There was a small but ever flowing spring on top of a small hill in this srea and just below the spring two graves had been placed along the edge of the hill sometime during or just after the Civil War. The settlers had erected a stone tomb about these graves to keee maurading animals in the many thick forests away from the deceased. In this way, the hill and spring nearby, the cemetery place became known as Spring Hill.
W.W. Blessing came to Arkansas in 1860. The younger members of the family and the wife stayed in Little Rock while Blessing walked to Spring Hill.
A man named Bob Newberry lived there and was known to Blessing, being from the same area of Alabama.
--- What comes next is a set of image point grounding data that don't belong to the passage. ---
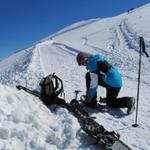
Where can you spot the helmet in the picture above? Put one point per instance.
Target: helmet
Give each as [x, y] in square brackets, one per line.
[81, 57]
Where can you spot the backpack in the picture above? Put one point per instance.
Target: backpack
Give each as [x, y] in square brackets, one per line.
[51, 86]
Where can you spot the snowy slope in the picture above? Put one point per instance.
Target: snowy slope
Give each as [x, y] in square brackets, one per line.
[27, 124]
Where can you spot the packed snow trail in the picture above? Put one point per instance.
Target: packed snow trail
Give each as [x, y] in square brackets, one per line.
[27, 124]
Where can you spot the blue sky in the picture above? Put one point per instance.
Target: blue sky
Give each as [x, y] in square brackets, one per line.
[23, 22]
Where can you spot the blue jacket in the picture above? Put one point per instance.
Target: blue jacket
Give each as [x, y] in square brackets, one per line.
[112, 78]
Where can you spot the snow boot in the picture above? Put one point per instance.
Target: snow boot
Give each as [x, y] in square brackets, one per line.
[131, 106]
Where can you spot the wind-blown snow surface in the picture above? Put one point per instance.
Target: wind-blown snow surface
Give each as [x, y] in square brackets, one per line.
[26, 124]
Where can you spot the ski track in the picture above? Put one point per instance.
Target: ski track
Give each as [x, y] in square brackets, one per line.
[26, 124]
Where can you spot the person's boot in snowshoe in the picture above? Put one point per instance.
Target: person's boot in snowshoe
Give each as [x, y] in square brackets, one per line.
[131, 106]
[91, 103]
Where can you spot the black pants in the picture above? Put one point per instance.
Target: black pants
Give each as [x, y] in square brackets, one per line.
[111, 93]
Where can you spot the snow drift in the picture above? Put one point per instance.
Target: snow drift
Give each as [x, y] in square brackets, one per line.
[27, 124]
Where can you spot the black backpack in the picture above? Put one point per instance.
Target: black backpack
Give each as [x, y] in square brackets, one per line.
[51, 86]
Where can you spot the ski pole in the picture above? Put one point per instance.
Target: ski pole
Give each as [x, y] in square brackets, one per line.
[142, 49]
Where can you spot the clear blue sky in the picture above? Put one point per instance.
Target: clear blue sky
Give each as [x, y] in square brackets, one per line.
[23, 22]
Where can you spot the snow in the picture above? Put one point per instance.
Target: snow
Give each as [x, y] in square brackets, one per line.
[26, 124]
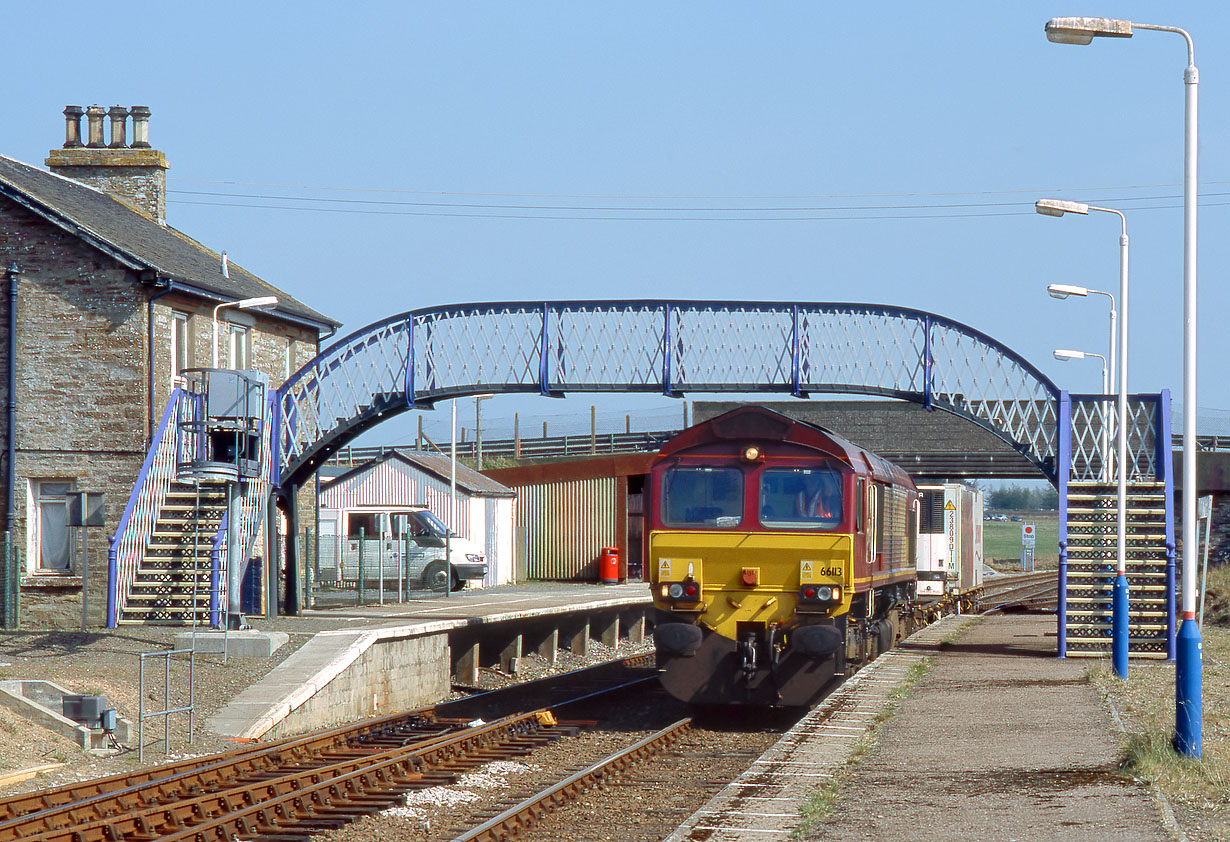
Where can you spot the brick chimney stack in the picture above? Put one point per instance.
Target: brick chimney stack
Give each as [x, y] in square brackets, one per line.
[134, 173]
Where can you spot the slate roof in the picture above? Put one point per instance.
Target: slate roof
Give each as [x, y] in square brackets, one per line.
[138, 241]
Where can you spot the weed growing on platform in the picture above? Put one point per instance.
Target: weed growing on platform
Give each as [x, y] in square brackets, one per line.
[824, 800]
[1198, 790]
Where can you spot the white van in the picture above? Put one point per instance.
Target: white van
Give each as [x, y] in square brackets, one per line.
[402, 543]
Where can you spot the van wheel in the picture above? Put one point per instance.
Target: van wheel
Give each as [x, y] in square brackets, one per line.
[437, 575]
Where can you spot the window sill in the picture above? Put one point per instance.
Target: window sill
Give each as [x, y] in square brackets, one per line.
[51, 580]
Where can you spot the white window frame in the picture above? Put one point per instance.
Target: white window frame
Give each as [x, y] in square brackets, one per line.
[37, 499]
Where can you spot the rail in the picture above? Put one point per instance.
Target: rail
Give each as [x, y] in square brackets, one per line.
[509, 822]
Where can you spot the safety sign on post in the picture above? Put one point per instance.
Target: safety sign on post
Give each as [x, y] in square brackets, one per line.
[1027, 547]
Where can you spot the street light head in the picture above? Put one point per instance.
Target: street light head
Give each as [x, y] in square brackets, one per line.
[1084, 30]
[1059, 207]
[1064, 290]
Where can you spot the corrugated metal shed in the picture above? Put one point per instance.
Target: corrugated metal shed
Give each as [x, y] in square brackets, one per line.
[406, 478]
[568, 510]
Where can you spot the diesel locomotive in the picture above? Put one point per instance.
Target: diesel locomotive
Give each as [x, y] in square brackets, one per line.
[780, 556]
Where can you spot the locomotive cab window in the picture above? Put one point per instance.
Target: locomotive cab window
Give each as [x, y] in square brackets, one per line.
[808, 498]
[702, 497]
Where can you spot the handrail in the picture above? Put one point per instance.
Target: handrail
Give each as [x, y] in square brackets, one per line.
[144, 504]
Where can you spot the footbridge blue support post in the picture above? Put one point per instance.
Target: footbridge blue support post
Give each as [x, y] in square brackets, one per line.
[1063, 470]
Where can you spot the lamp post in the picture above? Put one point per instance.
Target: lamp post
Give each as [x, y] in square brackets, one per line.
[1188, 669]
[1063, 291]
[477, 429]
[261, 302]
[1119, 591]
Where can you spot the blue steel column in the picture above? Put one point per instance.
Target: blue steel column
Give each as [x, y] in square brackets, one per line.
[1166, 467]
[1063, 468]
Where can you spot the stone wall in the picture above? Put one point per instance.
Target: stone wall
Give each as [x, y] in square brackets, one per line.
[86, 397]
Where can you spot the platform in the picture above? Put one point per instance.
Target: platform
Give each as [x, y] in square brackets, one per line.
[378, 659]
[998, 740]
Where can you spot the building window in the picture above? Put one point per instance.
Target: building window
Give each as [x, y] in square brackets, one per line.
[239, 349]
[52, 546]
[178, 346]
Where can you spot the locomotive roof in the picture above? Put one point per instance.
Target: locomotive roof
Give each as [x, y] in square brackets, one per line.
[752, 423]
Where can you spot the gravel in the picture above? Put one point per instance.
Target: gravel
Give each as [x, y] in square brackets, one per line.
[108, 664]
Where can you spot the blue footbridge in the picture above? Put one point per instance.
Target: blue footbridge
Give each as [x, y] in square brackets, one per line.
[675, 347]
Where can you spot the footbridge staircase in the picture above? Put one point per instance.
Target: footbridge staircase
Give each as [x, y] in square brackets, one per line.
[418, 358]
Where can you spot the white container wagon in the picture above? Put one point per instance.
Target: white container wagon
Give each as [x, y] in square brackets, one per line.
[950, 558]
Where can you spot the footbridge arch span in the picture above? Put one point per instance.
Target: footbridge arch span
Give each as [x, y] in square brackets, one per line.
[674, 347]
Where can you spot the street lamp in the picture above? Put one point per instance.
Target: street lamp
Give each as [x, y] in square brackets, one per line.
[1188, 669]
[1063, 291]
[1064, 355]
[1119, 601]
[477, 429]
[261, 302]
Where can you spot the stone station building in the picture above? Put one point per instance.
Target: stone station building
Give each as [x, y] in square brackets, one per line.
[106, 305]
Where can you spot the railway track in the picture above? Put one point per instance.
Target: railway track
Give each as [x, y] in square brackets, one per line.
[299, 786]
[515, 820]
[1031, 590]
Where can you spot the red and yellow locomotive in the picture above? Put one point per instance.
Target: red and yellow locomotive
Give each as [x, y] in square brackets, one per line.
[780, 557]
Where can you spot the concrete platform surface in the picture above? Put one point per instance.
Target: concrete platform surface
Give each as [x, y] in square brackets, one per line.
[347, 643]
[998, 740]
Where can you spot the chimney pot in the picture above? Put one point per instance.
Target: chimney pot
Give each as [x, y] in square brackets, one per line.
[118, 116]
[94, 116]
[73, 127]
[140, 127]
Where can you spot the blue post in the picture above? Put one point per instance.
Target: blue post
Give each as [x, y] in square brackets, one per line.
[1187, 688]
[1063, 468]
[1119, 626]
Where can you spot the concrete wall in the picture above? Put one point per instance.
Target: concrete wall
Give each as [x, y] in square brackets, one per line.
[392, 674]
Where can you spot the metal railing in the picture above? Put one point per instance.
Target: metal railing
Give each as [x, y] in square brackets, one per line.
[190, 708]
John Brinkley of Spring Hill was hired to take his yoke of oxen to Little Rock and move the Blessing family to their new home in his wagon.
This party followed the old military road to the forks when they switched to the Clinton Branch. This road went to Cypress Creek, north of Saltillo, when they turned left on the Springfield road. All of the timber here was in place. The grass was knee-high in the Cadron Bottoms.
This party forded Cadron Creek and moved on to the area of Blackfork Creek. Blessing took 160 acres on the Blackfork headwaters near the Wooley farm. Thos land cost Mr. Blessing 12 1/2 cents per acre, or $20.
There were other living here at this time. Mrs. Josephine Milam Tilley, a daughter of William and Polly Milam, was born March 21, 1855, in Mississippi, but came to this area with her parents in 1870. Another Milam family, that of James and Mary Rhea Milam, came to Arkansas in 1872 to settle near Spring Hill.
Other settlements near Spring Hill were at Needs Creek, eastward, where there was a farm owned by the Joe Cato. Joe was a left-handed fiddle player and a hunter. This part of the country was largely covered with cane and not used much for farming.
Cardin Valley was settled in the early 1860s. It was a barren area fit only for hunting. Bill Powell and a Mr. Starr were early settlers. Union Valley in the early 1860's was unsettled and was covered with thick post oak and red haw. This area was first known as Possum Trot.
No post office was ever established here. Near this spring in later years, however a log school house was erected. The benches in the plain frame log building were also of logs, split down the middle, and bored at each end for the placement of tiny wooden pegs to serve as legs.